Martini by Frank Moorhouse
Author:Frank Moorhouse
Language: eng
Format: epub
Publisher: Penguin Random House Australia
Published: 2007-08-01T16:00:00+00:00
Liberating The Ritz
In 1944 Hemingway was covering the war in France for Colliers magazine. He heard that the Germans were retreating from Paris, so he armed himself with a Sten gun – a British lightweight sub-machine gun from S and T, the initials of the inventors’ surnames, Shepherd and Turpin – gathered together some ten French ‘irregulars’, and joined up with an American OSS (espionage) officer, Colonel David Bruce, who himself had about thirty men and some stray soldiers.
They set off into Paris, which was being liberated from the German army by American soldiers and French Resistance.
There was still some sniper fire, but most of the German soldiers had retreated.
Hemingway led the group to the Ritz Hotel, where he and Bruce had stayed before the war. The Germans who had been using the hotel as a base had fled and it was empty.
The manager of the hotel, M. Ausiello, recognised them and greeted them. M. Ausiello said to Hemingway, ‘Can I get you anything?’

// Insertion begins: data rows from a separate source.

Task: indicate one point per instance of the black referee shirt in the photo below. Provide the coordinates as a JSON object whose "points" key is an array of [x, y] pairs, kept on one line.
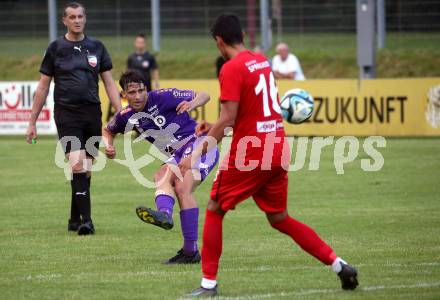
{"points": [[75, 67], [142, 64]]}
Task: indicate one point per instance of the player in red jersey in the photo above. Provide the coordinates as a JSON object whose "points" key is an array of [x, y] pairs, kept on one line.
{"points": [[256, 165]]}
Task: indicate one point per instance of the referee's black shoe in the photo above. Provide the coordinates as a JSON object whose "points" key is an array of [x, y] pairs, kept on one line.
{"points": [[73, 225], [86, 228], [348, 276], [181, 258], [157, 218], [203, 293]]}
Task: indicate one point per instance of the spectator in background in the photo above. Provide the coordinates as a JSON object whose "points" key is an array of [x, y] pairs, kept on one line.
{"points": [[144, 63], [285, 65]]}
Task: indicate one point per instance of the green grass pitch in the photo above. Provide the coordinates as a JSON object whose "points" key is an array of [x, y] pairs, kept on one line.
{"points": [[386, 223]]}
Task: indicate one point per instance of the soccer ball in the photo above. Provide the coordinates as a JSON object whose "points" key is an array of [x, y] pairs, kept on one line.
{"points": [[296, 106]]}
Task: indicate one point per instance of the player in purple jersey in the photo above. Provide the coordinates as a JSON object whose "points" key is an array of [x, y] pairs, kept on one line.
{"points": [[162, 118]]}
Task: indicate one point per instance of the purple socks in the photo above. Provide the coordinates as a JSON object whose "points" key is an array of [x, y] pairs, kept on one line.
{"points": [[189, 220], [165, 203]]}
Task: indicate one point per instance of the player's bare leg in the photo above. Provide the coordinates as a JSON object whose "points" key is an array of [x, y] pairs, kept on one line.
{"points": [[189, 219], [310, 242], [163, 216], [80, 220]]}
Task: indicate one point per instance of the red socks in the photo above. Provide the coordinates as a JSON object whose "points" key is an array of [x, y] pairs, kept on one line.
{"points": [[303, 235], [307, 239], [212, 244]]}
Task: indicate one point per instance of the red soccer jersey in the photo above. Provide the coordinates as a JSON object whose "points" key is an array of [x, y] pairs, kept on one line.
{"points": [[258, 135]]}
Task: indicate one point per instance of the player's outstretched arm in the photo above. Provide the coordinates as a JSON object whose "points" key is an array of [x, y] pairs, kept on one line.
{"points": [[111, 89], [200, 99], [108, 138], [39, 99], [228, 114]]}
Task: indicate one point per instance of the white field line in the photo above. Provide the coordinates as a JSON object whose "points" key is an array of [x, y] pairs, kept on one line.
{"points": [[49, 277], [307, 292]]}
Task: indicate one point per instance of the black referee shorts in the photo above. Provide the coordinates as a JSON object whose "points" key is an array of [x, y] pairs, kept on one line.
{"points": [[79, 128]]}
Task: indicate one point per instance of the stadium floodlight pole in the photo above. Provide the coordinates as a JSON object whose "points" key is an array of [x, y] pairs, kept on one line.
{"points": [[264, 22], [155, 24], [366, 38], [381, 24], [52, 19]]}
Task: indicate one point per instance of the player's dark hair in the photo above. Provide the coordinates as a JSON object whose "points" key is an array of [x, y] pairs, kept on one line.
{"points": [[129, 77], [73, 5], [228, 28]]}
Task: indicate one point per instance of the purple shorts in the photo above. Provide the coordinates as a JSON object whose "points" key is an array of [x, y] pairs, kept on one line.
{"points": [[206, 162]]}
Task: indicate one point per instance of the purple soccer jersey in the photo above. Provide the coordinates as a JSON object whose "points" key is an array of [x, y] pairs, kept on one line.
{"points": [[158, 122], [173, 134]]}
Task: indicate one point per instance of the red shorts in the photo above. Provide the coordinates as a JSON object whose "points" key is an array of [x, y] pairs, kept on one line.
{"points": [[268, 188]]}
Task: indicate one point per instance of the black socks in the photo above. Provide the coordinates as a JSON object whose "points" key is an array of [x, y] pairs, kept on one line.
{"points": [[80, 205], [75, 216]]}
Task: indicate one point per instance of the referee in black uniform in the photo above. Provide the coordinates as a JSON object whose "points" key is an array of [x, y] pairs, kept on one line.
{"points": [[75, 61]]}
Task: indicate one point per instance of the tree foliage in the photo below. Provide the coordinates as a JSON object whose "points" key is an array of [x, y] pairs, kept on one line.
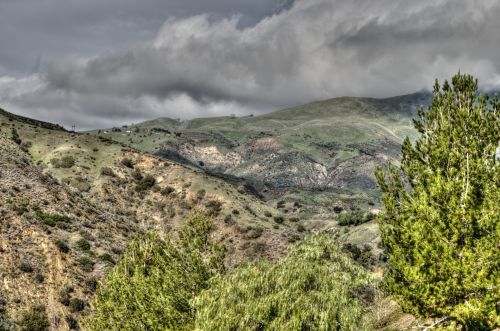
{"points": [[153, 284], [310, 289], [441, 223]]}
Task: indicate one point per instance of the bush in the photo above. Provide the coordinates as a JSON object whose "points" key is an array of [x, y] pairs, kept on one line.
{"points": [[107, 171], [279, 219], [86, 263], [77, 305], [15, 136], [300, 292], [106, 257], [355, 218], [145, 183], [214, 207], [152, 286], [127, 163], [26, 267], [167, 190], [51, 219], [72, 322], [34, 319], [83, 245], [65, 162]]}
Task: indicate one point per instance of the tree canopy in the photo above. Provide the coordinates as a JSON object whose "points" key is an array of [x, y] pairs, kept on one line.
{"points": [[441, 221]]}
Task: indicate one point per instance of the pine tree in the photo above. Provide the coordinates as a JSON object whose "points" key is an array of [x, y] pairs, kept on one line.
{"points": [[441, 223]]}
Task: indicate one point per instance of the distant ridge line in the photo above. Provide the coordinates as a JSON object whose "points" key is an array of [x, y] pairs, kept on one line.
{"points": [[27, 120]]}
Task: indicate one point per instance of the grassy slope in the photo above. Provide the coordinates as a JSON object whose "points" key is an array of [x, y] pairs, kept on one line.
{"points": [[107, 211], [320, 154]]}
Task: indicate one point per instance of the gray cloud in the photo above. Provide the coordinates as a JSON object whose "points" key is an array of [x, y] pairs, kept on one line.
{"points": [[202, 66]]}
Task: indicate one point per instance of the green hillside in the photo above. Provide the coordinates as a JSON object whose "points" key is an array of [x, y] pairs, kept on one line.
{"points": [[320, 154]]}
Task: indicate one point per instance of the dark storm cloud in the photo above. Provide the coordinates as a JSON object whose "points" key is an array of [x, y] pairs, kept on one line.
{"points": [[203, 65], [56, 27]]}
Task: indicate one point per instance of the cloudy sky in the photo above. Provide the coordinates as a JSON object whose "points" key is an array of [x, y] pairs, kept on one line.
{"points": [[99, 63]]}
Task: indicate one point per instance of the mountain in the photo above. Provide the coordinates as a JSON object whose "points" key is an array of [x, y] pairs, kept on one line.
{"points": [[70, 203], [321, 154]]}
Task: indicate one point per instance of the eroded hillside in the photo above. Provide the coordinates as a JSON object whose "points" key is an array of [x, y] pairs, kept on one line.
{"points": [[70, 203], [321, 154]]}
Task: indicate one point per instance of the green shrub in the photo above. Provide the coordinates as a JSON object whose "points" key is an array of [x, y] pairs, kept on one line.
{"points": [[51, 219], [83, 244], [167, 190], [310, 289], [76, 305], [62, 246], [86, 263], [72, 322], [214, 207], [152, 286], [34, 319], [106, 257], [65, 162], [145, 183], [127, 163], [107, 171], [355, 217], [279, 219], [15, 136]]}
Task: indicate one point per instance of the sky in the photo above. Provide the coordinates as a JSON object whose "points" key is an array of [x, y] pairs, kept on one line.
{"points": [[102, 63]]}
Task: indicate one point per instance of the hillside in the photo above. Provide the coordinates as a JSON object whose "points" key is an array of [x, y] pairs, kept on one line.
{"points": [[321, 154], [70, 203]]}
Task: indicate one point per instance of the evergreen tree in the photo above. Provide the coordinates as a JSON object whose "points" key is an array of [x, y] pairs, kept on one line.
{"points": [[315, 287], [152, 285], [441, 222]]}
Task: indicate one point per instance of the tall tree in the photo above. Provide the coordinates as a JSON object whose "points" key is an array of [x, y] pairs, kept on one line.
{"points": [[441, 221]]}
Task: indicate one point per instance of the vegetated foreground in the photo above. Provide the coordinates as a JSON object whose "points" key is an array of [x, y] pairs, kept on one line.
{"points": [[72, 204]]}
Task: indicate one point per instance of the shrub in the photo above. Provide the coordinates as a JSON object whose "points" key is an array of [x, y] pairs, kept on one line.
{"points": [[15, 136], [300, 292], [137, 175], [214, 207], [51, 219], [64, 297], [26, 267], [83, 244], [34, 319], [107, 171], [72, 322], [145, 183], [167, 190], [106, 257], [200, 194], [152, 286], [279, 219], [229, 219], [91, 284], [65, 162], [127, 163], [77, 305], [355, 218], [86, 263]]}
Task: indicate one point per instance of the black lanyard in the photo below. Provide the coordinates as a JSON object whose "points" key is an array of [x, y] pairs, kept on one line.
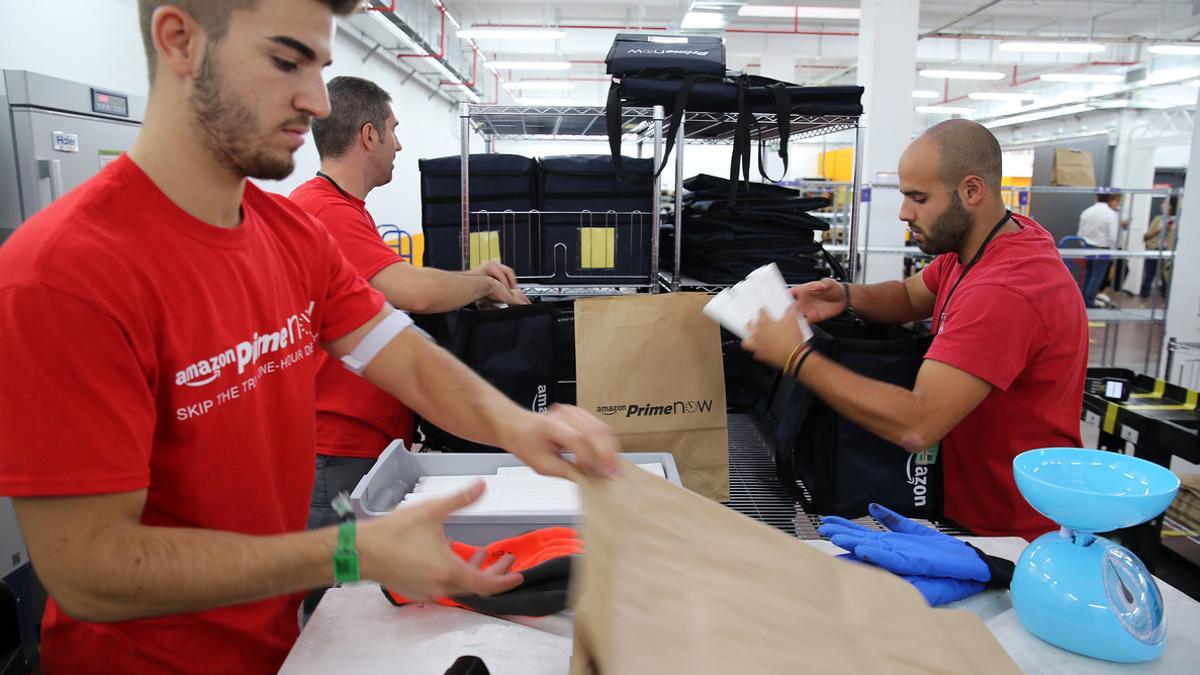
{"points": [[336, 186], [978, 256]]}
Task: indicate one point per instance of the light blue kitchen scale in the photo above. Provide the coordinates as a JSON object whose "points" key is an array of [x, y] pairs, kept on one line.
{"points": [[1081, 592]]}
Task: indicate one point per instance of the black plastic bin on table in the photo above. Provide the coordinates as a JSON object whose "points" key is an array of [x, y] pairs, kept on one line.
{"points": [[595, 228], [498, 184]]}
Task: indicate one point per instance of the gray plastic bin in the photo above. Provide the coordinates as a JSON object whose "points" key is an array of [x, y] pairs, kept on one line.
{"points": [[397, 470]]}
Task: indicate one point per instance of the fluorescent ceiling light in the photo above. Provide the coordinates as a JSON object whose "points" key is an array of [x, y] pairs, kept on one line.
{"points": [[540, 84], [1002, 96], [1053, 47], [528, 65], [701, 21], [945, 111], [1041, 115], [1083, 77], [1175, 49], [1170, 76], [510, 34], [784, 12], [960, 75], [526, 101]]}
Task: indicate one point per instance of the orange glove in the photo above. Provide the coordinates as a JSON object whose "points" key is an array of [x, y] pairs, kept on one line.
{"points": [[543, 555]]}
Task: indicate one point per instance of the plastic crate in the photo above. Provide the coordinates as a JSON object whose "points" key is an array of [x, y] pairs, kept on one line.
{"points": [[397, 471]]}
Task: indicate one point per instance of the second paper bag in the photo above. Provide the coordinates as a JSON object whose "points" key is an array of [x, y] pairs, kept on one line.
{"points": [[651, 366]]}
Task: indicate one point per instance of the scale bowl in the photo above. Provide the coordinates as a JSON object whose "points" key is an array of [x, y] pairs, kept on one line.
{"points": [[1093, 490]]}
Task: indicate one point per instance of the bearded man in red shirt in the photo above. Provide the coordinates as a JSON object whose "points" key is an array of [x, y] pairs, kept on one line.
{"points": [[1006, 370], [159, 329]]}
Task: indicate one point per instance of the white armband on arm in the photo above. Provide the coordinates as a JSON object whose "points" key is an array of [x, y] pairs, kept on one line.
{"points": [[373, 342]]}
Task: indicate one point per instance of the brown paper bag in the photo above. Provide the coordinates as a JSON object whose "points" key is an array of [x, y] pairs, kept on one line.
{"points": [[676, 584], [651, 366], [1073, 168]]}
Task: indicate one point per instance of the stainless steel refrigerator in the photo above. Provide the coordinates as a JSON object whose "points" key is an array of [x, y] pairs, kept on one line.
{"points": [[54, 135]]}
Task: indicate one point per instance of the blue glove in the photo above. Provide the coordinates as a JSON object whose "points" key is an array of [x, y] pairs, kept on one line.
{"points": [[907, 549], [940, 590], [936, 590]]}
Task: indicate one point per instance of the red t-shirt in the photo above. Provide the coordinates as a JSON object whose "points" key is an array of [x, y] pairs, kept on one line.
{"points": [[145, 350], [1018, 322], [354, 417]]}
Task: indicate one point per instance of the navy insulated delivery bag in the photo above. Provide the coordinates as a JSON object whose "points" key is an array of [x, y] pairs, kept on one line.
{"points": [[687, 78], [611, 244], [684, 54], [513, 348], [498, 183], [843, 466]]}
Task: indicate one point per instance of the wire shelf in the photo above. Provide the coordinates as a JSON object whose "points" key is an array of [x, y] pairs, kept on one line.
{"points": [[564, 249], [718, 129], [555, 123], [551, 123]]}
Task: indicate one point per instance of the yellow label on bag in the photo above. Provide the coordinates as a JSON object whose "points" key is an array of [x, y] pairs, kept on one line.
{"points": [[598, 248], [485, 246]]}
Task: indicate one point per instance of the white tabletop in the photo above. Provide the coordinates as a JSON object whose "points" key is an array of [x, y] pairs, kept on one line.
{"points": [[357, 629]]}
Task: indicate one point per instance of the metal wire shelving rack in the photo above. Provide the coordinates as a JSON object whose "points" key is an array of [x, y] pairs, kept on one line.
{"points": [[640, 125]]}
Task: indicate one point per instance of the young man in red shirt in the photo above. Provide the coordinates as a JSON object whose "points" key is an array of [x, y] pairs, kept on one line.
{"points": [[157, 333], [1006, 370], [358, 147]]}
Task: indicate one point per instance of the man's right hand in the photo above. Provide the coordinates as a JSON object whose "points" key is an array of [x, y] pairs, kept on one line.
{"points": [[505, 296], [820, 300], [408, 553]]}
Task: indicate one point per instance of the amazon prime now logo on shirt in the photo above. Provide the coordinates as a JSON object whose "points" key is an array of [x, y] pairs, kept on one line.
{"points": [[247, 352], [652, 410]]}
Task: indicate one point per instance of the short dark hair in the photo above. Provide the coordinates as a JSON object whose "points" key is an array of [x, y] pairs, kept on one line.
{"points": [[966, 148], [353, 102], [213, 16]]}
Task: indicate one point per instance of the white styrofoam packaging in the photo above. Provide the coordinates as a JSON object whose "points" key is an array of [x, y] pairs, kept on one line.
{"points": [[397, 471], [763, 290]]}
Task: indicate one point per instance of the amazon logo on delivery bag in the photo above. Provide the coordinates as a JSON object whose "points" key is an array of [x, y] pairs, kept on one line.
{"points": [[651, 410]]}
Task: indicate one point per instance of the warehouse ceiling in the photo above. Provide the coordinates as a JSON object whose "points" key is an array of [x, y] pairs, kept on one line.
{"points": [[954, 33]]}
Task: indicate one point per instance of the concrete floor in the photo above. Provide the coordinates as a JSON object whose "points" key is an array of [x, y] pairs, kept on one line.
{"points": [[1134, 346]]}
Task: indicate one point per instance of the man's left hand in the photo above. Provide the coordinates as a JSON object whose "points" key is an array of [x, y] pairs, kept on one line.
{"points": [[772, 341], [507, 291], [540, 440]]}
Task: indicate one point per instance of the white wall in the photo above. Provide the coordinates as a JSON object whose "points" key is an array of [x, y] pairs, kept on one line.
{"points": [[99, 42]]}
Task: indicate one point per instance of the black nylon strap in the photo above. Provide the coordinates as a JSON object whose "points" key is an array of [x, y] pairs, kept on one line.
{"points": [[741, 160], [784, 124], [1001, 569], [978, 256], [613, 114]]}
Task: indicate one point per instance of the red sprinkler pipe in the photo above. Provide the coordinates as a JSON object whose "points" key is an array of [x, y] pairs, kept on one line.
{"points": [[441, 54], [474, 71], [577, 27]]}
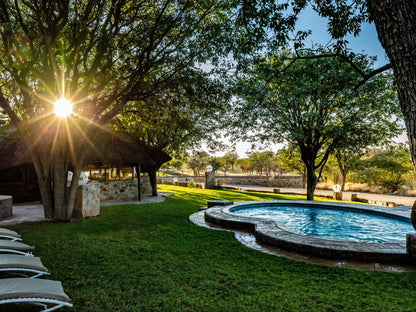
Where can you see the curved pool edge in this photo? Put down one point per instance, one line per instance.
(275, 234)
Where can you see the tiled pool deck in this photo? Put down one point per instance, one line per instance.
(271, 236)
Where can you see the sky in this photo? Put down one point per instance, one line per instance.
(367, 43)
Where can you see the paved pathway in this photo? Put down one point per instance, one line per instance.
(401, 200)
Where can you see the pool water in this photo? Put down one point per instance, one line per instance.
(332, 223)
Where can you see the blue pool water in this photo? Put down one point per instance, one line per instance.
(332, 223)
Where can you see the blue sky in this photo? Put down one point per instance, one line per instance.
(367, 43)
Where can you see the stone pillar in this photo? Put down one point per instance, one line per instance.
(6, 206)
(210, 180)
(87, 202)
(411, 247)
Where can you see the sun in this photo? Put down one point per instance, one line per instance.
(63, 108)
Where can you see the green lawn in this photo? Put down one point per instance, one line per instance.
(150, 258)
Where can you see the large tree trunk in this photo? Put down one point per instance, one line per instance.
(51, 156)
(395, 21)
(311, 183)
(153, 182)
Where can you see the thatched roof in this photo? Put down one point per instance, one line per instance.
(115, 149)
(108, 149)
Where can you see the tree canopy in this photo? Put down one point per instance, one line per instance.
(105, 57)
(312, 103)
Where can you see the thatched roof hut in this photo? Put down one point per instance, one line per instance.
(108, 149)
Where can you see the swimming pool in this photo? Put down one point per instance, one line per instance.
(306, 234)
(331, 222)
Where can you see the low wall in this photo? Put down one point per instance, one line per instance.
(278, 181)
(87, 202)
(124, 190)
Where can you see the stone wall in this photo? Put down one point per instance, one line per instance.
(6, 206)
(87, 202)
(278, 181)
(124, 190)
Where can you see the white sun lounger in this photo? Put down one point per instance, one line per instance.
(34, 291)
(8, 246)
(12, 263)
(6, 233)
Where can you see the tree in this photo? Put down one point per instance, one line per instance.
(198, 162)
(178, 117)
(102, 55)
(386, 167)
(231, 158)
(289, 159)
(394, 21)
(216, 163)
(313, 104)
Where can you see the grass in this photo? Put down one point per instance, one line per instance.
(150, 258)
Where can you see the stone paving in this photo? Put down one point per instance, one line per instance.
(268, 236)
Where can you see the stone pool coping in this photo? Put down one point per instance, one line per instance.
(276, 234)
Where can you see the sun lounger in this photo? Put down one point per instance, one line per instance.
(8, 246)
(12, 263)
(6, 233)
(34, 291)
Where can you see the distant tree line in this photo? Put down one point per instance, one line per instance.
(389, 167)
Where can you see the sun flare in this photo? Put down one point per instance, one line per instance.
(63, 108)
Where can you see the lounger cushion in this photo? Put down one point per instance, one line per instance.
(7, 232)
(21, 262)
(16, 288)
(7, 244)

Hemingway looked behind him at the men gathered there, and said, ‘How about seventy-three dry martinis?’
The manager and barman lined them up on the bar, and the group of soldiers and irregulars drank to the ‘liberation of the Ritz’.
There is no record of the proportions or ingredients of the martinis.
Hemingway took two prisoners, a couple of elderly German orderlies who had been left behind doing the laundry.
The Ritz commemorated this event by naming the bar Bar Hemingway. But when I was in Paris for the opening of the new Ritz bar last year along with Voltz and the usual riff and raff, I found there is some controversy about all this. There is the bar in which Hemingway drank as a regular – the Ritz bar – and the Bar Hemingway, which was the bar he ‘liberated’ on that day in 1944.
Voltz argues that to sense Hemingway, it is best to drink in the Ritz bar, despite the memorabilia in the Bar Hemingway.
I argue that the Ritz bar has been so extensively renovated that it is not really the same bar where Hemingway drank, and that it is difficult to sense Hemingway there now.
Voltz says, ‘And another thing. Did they drink the martinis as they were made or wait for all of them to be made before drinking them? If they waited, wouldn’t the seventy-three martinis have all been at vastly varied temperatures?’
I prefer not to discuss this with Voltz.